In a different case, Kagan argued that it would violate physicians' privacy to release Medicare data on claims paid. Kagan's argument in Consumers' Checkbook v. Dept. of Health and Human Services was that the information could be combined with other publicly available Medicare fee information to figure out how much a physician earned each year. Consumers' Checkbook had argued that physicians' privacy did not outweigh the public interest in using the data to measure physician experience, quality, and efficiency. The Supreme Court refused to overturn a ruling from the Court of Appeals for the DC Circuit, which sided with the government and allowed the records to be withheld. The Court of Appeals decision had reversed the original ruling of the U.S. District Court for the District of Columbia, which found in favor of Consumers’ Checkbook and ordered the agency to release the records.

In two other FOIA cases, Kagan argued against disclosure of records sought by the public. Loving v. Department of Defense concerned a request for documents relating to the president's review of a military death sentence, and Berger v. Internal Revenue Service involved a request for an IRS officer's time sheets. In both of these cases, the Supreme Court chose not to review the cases, essentially siding with Kagan by default and letting the lower courts' rulings to withhold the information stand.

Kagan Has Limited the Use of Privacy Claims to Hide Corporate Information

In another case, Kagan has argued against the idea that corporate information held by the government qualified for privacy protections. Government agencies are prohibited from disclosing records, even under FOIA, if the information would constitute an invasion of personal privacy. Corporations have attempted to extend this exemption for individual privacy to their corporate records.

In a fifth FOIA case, Federal Communications Commission v.
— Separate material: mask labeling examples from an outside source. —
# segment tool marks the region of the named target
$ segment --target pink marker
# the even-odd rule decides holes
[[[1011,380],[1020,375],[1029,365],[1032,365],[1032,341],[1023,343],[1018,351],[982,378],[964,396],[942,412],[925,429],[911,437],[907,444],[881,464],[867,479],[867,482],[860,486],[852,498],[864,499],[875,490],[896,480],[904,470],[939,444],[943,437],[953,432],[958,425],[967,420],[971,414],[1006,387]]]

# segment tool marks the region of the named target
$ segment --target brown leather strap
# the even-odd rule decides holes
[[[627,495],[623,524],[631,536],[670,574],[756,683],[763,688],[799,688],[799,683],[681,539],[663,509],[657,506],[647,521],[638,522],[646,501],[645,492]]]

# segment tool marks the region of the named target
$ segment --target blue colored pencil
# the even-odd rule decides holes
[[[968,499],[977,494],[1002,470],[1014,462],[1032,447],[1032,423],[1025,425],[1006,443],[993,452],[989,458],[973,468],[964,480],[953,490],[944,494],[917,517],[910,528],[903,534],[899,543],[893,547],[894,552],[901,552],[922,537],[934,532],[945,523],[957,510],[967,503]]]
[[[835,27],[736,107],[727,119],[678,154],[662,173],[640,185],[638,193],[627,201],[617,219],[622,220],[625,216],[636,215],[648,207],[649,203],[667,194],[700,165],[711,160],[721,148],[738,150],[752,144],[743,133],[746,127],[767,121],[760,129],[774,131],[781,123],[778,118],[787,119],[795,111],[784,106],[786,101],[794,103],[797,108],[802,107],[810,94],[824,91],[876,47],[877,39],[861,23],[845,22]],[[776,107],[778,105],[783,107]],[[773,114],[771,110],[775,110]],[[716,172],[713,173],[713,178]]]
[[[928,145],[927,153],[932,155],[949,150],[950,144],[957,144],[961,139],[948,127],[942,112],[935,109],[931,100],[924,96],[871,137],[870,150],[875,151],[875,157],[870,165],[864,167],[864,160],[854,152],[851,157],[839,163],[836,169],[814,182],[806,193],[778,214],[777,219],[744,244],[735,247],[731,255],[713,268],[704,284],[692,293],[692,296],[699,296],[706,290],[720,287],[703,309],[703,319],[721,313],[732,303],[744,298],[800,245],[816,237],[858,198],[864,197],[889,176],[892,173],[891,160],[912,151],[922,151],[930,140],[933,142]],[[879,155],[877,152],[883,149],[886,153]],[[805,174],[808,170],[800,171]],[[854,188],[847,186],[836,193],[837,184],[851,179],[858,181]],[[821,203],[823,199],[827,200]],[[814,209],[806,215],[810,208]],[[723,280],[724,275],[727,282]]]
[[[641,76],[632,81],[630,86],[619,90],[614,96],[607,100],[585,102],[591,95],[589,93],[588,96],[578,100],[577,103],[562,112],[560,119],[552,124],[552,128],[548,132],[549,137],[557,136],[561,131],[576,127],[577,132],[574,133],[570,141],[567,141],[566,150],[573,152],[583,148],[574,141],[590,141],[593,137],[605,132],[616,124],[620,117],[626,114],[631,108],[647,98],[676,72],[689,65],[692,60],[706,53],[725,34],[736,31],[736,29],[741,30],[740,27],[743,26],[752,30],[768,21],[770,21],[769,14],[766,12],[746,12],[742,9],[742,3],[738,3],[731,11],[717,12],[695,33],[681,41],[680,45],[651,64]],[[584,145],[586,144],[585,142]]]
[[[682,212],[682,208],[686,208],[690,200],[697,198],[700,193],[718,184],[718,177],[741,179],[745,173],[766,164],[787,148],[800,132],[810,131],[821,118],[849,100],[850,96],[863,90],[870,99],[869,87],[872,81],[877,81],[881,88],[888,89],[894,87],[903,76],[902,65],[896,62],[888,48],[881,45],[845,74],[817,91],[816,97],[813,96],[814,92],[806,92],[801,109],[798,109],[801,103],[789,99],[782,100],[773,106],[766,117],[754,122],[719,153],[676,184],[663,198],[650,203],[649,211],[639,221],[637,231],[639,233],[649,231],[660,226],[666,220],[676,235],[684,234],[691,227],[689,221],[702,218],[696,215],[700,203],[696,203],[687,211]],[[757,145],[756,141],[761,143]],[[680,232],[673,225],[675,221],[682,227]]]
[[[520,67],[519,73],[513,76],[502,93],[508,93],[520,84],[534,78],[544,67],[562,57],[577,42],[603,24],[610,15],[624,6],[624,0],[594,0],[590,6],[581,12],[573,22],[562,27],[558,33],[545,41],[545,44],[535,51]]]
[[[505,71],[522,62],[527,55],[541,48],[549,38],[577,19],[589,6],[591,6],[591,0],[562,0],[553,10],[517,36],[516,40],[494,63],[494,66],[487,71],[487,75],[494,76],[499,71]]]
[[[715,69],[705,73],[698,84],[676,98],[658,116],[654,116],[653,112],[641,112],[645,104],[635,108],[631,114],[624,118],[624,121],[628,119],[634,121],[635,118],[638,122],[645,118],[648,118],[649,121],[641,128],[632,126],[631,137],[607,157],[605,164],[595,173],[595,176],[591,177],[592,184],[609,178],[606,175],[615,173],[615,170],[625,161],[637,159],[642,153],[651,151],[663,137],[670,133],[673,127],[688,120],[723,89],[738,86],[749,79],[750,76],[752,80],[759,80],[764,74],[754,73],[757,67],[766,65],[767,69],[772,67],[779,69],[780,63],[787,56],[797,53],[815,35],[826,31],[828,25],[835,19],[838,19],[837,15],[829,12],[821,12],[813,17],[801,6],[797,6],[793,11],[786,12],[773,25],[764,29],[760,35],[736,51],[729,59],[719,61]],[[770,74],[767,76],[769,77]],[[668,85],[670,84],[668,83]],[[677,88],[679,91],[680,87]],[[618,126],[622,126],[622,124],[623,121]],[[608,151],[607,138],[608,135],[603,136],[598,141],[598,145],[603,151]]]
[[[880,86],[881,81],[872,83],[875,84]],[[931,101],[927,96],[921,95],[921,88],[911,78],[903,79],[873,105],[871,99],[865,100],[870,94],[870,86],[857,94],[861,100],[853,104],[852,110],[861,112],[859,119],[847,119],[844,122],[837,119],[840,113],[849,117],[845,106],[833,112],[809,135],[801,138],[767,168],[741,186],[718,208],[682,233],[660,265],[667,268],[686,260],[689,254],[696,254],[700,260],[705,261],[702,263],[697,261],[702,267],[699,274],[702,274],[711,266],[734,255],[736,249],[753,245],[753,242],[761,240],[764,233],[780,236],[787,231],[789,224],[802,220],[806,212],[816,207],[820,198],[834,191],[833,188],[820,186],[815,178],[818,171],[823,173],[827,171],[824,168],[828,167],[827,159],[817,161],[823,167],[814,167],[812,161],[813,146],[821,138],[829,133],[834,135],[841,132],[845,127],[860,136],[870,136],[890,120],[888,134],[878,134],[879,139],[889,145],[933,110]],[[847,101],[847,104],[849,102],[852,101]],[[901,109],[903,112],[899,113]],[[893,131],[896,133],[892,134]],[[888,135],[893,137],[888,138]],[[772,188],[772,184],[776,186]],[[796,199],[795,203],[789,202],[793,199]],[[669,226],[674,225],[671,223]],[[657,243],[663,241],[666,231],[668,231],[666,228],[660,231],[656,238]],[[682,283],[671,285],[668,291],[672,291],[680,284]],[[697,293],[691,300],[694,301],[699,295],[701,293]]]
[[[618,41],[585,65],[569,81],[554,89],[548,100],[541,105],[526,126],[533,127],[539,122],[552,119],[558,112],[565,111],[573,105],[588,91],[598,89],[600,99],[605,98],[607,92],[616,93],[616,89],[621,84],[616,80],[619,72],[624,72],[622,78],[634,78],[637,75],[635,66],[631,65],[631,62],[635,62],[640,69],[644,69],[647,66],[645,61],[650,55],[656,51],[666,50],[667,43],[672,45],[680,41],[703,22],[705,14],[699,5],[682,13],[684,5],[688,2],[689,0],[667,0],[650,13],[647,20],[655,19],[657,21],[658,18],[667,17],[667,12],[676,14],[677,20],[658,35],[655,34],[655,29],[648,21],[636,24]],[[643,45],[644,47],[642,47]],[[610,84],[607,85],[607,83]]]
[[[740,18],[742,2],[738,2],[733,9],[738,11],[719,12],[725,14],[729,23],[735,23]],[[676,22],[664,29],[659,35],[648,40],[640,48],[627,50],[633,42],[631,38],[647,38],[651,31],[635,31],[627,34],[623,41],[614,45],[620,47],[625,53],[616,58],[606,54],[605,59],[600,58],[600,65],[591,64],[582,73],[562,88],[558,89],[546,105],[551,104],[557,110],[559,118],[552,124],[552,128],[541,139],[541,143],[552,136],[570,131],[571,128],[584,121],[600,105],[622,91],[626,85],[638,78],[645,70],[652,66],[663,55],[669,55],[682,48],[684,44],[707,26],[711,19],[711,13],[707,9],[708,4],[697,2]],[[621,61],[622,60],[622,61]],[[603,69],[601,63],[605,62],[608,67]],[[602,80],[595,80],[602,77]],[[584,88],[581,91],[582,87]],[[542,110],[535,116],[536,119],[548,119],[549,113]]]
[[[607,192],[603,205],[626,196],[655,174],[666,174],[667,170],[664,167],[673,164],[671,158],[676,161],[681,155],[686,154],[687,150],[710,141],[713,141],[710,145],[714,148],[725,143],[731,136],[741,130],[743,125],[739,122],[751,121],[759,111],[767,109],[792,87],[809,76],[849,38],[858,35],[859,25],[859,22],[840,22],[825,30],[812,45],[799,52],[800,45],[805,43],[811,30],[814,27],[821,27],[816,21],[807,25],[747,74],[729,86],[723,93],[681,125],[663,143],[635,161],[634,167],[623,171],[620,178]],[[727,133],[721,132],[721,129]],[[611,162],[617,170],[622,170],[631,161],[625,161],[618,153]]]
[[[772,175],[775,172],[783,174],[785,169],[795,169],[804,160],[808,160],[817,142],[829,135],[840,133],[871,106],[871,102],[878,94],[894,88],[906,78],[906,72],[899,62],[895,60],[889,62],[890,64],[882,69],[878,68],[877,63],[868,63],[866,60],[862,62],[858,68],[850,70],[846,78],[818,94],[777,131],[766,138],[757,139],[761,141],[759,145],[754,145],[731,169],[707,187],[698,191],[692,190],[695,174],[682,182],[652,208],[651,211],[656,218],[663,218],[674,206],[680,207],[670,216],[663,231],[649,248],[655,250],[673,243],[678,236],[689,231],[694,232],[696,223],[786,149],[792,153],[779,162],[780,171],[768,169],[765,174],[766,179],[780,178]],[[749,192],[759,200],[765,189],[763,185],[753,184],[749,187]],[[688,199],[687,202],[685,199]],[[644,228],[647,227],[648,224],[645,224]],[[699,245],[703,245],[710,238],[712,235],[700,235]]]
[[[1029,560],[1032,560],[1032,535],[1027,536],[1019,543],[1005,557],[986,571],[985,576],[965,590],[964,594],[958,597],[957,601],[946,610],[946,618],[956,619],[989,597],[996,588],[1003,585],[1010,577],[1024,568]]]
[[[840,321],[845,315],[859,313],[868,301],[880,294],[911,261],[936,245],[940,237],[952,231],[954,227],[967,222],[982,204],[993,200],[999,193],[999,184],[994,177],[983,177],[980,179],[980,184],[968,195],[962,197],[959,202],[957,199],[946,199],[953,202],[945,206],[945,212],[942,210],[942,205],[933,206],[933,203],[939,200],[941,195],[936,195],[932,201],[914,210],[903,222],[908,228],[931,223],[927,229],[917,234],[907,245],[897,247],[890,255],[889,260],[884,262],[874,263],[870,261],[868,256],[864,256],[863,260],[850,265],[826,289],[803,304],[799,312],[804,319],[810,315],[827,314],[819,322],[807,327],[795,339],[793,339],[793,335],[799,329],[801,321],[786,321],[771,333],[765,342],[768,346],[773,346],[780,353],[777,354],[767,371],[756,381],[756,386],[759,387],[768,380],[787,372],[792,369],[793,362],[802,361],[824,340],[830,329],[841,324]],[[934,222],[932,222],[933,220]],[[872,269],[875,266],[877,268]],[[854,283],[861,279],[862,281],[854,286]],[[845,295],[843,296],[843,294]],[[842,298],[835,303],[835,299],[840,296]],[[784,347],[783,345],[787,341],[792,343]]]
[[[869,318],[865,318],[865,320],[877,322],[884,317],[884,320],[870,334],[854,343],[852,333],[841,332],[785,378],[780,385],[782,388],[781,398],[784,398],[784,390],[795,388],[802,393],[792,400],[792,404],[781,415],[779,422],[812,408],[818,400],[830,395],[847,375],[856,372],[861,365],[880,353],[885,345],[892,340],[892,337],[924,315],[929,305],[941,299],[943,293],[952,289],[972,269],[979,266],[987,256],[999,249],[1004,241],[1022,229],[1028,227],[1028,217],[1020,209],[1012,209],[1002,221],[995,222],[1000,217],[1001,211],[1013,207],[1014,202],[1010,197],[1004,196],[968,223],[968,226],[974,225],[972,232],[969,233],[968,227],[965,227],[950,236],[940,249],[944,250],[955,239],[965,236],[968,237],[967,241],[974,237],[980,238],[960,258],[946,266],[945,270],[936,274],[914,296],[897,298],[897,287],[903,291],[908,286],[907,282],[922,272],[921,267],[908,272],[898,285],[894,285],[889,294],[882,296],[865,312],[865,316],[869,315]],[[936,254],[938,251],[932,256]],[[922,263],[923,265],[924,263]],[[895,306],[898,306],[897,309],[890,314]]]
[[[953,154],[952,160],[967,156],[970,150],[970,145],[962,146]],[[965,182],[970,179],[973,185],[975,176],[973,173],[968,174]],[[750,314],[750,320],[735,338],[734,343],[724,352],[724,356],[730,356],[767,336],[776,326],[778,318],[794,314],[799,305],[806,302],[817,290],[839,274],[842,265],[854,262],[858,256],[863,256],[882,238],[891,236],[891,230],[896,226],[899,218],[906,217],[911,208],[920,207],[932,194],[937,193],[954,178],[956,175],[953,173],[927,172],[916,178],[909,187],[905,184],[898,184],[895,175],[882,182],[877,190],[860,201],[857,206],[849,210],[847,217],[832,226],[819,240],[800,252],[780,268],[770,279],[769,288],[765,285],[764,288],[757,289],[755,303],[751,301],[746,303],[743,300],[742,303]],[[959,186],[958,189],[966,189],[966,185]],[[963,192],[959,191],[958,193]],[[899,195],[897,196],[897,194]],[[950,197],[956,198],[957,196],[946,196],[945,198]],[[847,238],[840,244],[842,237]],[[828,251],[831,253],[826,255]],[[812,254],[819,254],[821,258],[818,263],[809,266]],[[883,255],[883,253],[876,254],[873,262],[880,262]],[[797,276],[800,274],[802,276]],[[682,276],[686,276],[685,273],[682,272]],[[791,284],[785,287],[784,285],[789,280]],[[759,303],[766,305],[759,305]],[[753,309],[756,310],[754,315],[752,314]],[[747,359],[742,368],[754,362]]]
AT&T Inc., which the Supreme Court has not yet taken up, Kagan argued that corporate data in the possession of the U.S. government was not subject to the privacy exemption of FOIA requests. She put forth that the public has a right to information concerning corporate malfeasance in government programs. The lower court, the Third Circuit Court of Appeals, rejected this argument and sided with AT&T. The government appealed the Third Circuit ruling to the Supreme Court. If confirmed and the Court takes up the case, Kagan will have to recuse herself because of her past involvement.

Much of Kagan's existing arguments in favor of secrecy may be more the opinion of the administration than her own. On the issue of the torture photographs, for example, Attorney General Eric Holder testified before Congress in June 2009 that the administration would appeal to the Supreme Court any lower court decision to release the photographs. This may indicate a larger administration policy of withholding such records rather than the position of any one person, including Kagan. Thus, while her arguments in important transparency-related cases may offer us some insight, how Kagan would ultimately rule in future transparency cases as a Supreme Court justice is difficult to predict.